Sometimes, lenders mistakenly report missing or late payments to the credit bureaus. This is another reason that carefully reviewing your credit report is so important. One derogatory mark can have a significant impact on your score, so correcting any mistakes that you notice on your report is key. You can contact the credit bureau directly by phone, mail, or through their website. Be prepared to explain why you’re disputing the remark and to provide any documents you have that support your claim. For example, you could provide a bank statement that confirms you made a payment that’s reported as missing.

Reduce Your Debt

4. Reduce Your Debt

Your credit utilization, or the percentage of your total available credit that you’re currently using, is one of the biggest factors in determining your score. Paying down debt is one of the best ways to boost your credit score and get approved for a mortgage.

Everyone’s financial situation is different, but it’s generally wise to focus on paying off credit card debt first. The lower your credit card balances, the lower your total credit utilization. Credit cards also tend to have higher interest rates than most other loans, so paying them off as quickly as possible will save you a lot of money in interest. You could also ask your credit card provider for an increase to your credit limit. Then, your current balance will become a smaller percentage of your total available credit.

Paying off other debts, such as car loans or student loans, can increase your credit score as well. Additionally, when applying for a mortgage, your lender will calculate your debt-to-income ratio. Having less total debt will increase your chances of being approved for a home loan.

Make Payments On Time

5. Make Payments On Time

Paying all of your bills and loans on time is vital when you’re preparing to buy a home. Derogatory marks stay on your credit report for years, so one missed payment can be a costly mistake. If you struggle to make your payments on time, consider enrolling in auto-pay or setting reminders on your phone. Most lenders won’t report a missing payment until it’s 30 days late, but you should never risk it.

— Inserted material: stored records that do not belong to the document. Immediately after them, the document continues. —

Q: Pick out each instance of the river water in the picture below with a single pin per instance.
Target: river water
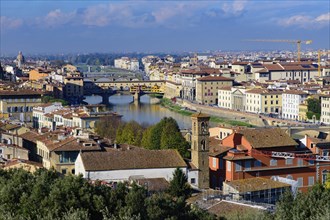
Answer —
(146, 111)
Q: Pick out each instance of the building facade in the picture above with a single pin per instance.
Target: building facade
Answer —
(207, 88)
(291, 99)
(325, 109)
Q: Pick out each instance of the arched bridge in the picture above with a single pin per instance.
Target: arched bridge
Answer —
(138, 88)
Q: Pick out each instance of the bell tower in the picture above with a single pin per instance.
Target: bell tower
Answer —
(200, 148)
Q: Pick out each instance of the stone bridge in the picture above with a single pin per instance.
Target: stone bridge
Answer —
(137, 88)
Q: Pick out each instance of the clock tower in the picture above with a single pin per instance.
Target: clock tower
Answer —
(200, 148)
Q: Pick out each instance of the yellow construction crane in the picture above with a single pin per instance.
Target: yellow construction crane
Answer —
(319, 53)
(298, 42)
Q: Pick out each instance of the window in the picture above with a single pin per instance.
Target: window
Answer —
(289, 177)
(288, 161)
(273, 162)
(214, 162)
(238, 166)
(300, 181)
(248, 165)
(257, 163)
(310, 180)
(228, 164)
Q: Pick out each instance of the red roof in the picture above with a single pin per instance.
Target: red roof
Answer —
(214, 78)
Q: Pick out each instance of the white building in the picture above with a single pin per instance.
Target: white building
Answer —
(325, 109)
(291, 99)
(119, 165)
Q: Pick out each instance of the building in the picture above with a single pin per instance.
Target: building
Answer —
(224, 97)
(39, 73)
(26, 165)
(264, 101)
(259, 190)
(53, 114)
(19, 103)
(188, 80)
(55, 150)
(10, 151)
(73, 87)
(303, 72)
(207, 88)
(325, 109)
(198, 175)
(267, 153)
(127, 63)
(121, 165)
(291, 99)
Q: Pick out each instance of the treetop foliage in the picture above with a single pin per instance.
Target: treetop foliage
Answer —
(46, 195)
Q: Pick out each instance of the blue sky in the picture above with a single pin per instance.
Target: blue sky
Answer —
(159, 26)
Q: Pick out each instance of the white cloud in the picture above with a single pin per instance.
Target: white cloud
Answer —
(235, 8)
(9, 23)
(305, 21)
(323, 18)
(57, 17)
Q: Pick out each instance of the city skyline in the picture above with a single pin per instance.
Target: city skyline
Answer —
(154, 26)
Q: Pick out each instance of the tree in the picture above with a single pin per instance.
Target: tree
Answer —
(314, 108)
(179, 186)
(165, 135)
(107, 127)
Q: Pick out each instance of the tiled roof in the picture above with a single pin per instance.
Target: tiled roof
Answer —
(119, 160)
(273, 67)
(255, 184)
(267, 138)
(216, 148)
(214, 78)
(264, 91)
(200, 115)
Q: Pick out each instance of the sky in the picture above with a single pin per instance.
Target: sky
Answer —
(60, 26)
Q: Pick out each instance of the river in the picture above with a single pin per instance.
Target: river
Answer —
(147, 111)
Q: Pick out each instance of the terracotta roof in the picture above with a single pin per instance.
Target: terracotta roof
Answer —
(153, 184)
(264, 91)
(214, 78)
(255, 184)
(273, 67)
(30, 136)
(119, 160)
(17, 161)
(216, 148)
(200, 115)
(228, 88)
(20, 92)
(295, 92)
(72, 144)
(267, 138)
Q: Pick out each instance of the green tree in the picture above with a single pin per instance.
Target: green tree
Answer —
(107, 127)
(284, 206)
(314, 108)
(179, 186)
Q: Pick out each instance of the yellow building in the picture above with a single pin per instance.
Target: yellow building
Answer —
(18, 104)
(207, 88)
(303, 109)
(73, 86)
(37, 74)
(264, 101)
(60, 153)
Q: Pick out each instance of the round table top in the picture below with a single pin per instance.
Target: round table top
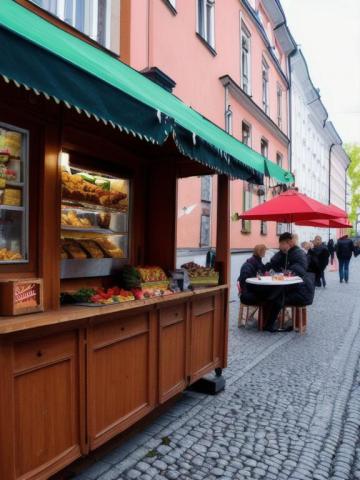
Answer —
(269, 281)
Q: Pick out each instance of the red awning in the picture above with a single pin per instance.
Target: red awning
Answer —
(290, 207)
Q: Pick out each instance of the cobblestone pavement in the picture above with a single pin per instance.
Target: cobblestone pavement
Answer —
(291, 408)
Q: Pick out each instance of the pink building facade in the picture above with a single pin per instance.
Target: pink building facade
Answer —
(230, 63)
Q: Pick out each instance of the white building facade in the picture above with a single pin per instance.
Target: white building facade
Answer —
(318, 160)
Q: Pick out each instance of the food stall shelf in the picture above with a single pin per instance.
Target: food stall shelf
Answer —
(101, 231)
(91, 267)
(80, 205)
(12, 208)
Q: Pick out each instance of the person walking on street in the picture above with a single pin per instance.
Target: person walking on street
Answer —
(344, 251)
(331, 248)
(320, 255)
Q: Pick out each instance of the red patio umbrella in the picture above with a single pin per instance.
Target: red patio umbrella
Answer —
(289, 207)
(332, 223)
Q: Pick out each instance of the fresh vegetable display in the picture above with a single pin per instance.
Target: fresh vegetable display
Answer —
(84, 294)
(151, 274)
(100, 295)
(130, 277)
(112, 295)
(201, 276)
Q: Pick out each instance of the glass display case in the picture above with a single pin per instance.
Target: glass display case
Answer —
(13, 195)
(94, 222)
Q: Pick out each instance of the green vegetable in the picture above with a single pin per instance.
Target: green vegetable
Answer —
(83, 295)
(130, 277)
(88, 178)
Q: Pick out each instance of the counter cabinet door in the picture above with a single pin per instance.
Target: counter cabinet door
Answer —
(206, 335)
(121, 374)
(172, 351)
(45, 425)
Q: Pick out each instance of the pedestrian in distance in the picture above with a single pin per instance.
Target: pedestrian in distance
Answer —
(320, 256)
(331, 248)
(344, 251)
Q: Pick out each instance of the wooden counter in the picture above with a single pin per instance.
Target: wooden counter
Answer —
(72, 379)
(10, 324)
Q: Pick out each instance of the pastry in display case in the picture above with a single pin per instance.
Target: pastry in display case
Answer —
(13, 194)
(94, 222)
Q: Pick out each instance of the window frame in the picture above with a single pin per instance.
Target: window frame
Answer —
(206, 198)
(245, 34)
(202, 243)
(247, 124)
(205, 27)
(91, 20)
(247, 204)
(229, 120)
(279, 102)
(265, 85)
(265, 141)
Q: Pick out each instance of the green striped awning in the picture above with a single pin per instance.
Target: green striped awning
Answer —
(40, 56)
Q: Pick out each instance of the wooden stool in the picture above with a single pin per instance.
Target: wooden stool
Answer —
(246, 309)
(299, 318)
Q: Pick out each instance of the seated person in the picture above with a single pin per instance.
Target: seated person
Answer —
(250, 269)
(302, 294)
(289, 257)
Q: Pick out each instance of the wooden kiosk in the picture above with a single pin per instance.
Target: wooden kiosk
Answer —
(73, 377)
(88, 143)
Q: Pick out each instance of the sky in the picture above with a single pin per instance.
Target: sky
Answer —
(328, 33)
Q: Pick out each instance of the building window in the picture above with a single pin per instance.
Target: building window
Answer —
(245, 60)
(206, 188)
(91, 17)
(263, 225)
(263, 228)
(246, 134)
(247, 204)
(205, 231)
(282, 228)
(228, 120)
(265, 86)
(206, 20)
(264, 148)
(279, 105)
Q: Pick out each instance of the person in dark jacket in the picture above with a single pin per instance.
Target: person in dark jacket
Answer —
(289, 258)
(320, 256)
(344, 251)
(302, 294)
(331, 248)
(253, 266)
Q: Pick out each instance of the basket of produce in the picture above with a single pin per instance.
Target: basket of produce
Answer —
(201, 276)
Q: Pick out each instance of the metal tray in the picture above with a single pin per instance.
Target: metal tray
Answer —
(91, 267)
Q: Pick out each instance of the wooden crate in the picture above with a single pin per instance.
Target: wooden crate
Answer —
(21, 296)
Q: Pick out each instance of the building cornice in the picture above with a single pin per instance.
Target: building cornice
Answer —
(248, 103)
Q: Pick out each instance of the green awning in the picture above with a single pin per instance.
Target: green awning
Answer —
(41, 56)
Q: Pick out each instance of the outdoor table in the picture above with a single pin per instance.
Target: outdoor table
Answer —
(269, 281)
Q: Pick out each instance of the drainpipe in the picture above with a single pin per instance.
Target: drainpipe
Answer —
(291, 54)
(331, 147)
(346, 170)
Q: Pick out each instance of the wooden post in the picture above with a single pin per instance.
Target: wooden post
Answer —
(49, 237)
(223, 250)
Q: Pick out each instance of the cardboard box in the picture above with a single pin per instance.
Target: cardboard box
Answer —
(21, 296)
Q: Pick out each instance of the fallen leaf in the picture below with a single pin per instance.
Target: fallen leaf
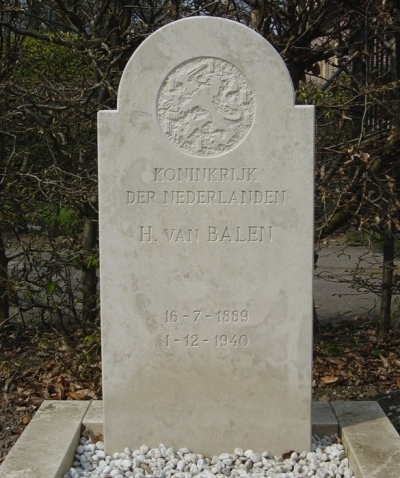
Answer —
(25, 420)
(329, 379)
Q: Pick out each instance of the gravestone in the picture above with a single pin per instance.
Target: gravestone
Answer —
(206, 225)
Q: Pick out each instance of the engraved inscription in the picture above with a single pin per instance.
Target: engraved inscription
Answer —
(225, 316)
(205, 106)
(209, 234)
(219, 340)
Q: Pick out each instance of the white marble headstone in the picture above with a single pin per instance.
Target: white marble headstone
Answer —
(206, 226)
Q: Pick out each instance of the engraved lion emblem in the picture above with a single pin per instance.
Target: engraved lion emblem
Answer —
(205, 106)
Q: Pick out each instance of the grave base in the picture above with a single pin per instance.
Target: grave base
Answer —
(47, 446)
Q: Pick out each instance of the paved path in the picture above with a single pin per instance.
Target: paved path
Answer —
(336, 293)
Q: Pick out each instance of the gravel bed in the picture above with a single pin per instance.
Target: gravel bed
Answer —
(326, 460)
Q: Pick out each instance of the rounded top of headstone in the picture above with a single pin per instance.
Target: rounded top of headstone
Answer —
(175, 50)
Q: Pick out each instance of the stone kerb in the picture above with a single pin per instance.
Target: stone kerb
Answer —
(206, 220)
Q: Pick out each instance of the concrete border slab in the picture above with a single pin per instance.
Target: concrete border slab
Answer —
(370, 440)
(324, 422)
(47, 446)
(93, 419)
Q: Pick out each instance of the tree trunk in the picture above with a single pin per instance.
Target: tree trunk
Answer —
(4, 301)
(387, 283)
(89, 267)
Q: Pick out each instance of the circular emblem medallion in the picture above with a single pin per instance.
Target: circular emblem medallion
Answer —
(205, 106)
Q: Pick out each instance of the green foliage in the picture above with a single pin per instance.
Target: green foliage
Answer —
(41, 61)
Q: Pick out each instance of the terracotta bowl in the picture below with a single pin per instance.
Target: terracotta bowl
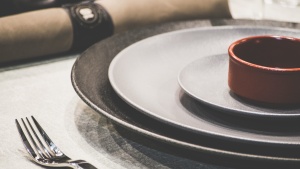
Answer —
(266, 69)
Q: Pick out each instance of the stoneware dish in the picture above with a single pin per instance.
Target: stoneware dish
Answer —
(266, 69)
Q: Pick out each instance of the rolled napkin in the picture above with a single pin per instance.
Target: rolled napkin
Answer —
(57, 30)
(9, 7)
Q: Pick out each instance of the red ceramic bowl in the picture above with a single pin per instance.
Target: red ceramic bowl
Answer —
(266, 69)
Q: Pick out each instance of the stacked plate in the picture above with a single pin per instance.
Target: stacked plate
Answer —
(172, 87)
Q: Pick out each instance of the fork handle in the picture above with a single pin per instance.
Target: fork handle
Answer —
(81, 164)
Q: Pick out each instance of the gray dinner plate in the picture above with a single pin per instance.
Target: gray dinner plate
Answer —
(145, 76)
(206, 80)
(90, 81)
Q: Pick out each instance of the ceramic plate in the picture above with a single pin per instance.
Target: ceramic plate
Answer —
(90, 81)
(145, 76)
(206, 80)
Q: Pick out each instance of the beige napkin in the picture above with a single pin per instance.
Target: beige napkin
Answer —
(49, 31)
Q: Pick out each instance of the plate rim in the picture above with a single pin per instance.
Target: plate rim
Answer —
(184, 126)
(160, 137)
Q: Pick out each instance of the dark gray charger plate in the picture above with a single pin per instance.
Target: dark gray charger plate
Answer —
(90, 80)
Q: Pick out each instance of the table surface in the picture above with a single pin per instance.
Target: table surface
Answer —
(43, 89)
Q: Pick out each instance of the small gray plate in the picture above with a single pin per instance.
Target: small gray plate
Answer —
(206, 80)
(145, 75)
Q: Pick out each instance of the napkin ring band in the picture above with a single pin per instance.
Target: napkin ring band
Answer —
(91, 23)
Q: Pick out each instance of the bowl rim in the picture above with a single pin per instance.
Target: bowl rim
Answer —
(260, 67)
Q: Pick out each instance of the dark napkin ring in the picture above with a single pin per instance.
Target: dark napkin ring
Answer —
(91, 23)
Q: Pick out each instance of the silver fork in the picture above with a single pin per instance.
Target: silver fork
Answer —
(42, 149)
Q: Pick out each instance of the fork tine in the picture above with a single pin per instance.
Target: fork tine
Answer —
(49, 142)
(33, 141)
(38, 139)
(25, 141)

Keep Existing Accounts Open

6. Keep Existing Accounts Open

Having more open accounts is typically better for your credit score. Although it may be tempting to close a credit card once you’ve paid it off, it’s actually better for your score to keep the account open. The length of your credit history matters, too. Credit bureaus consider the average age of your accounts when calculating your score. Closing an old account could shorten your credit history, which will negatively impact your score.

Don't Open New Accounts

7. Don’t Open New Accounts

Even though having a variety of open accounts is good for your credit score, you should avoid opening new accounts if you’re planning to buy a home soon. Whenever you apply for a loan, your lender will conduct a credit check, which will reduce your credit score. Mortgage lenders also prefer that you keep your finances consistent while applying for a home loan. They may be more likely to decline your application if you’ve recently taken on a lot of debt.

Boosting your credit score may seem like an intimidating process, but your score is made up of many factors that are mostly within your control. After reviewing your credit report, choose a few areas to focus your energy and attention on. If you’re committed and thoughtful in your approach, you can make a big difference before you apply for a mortgage.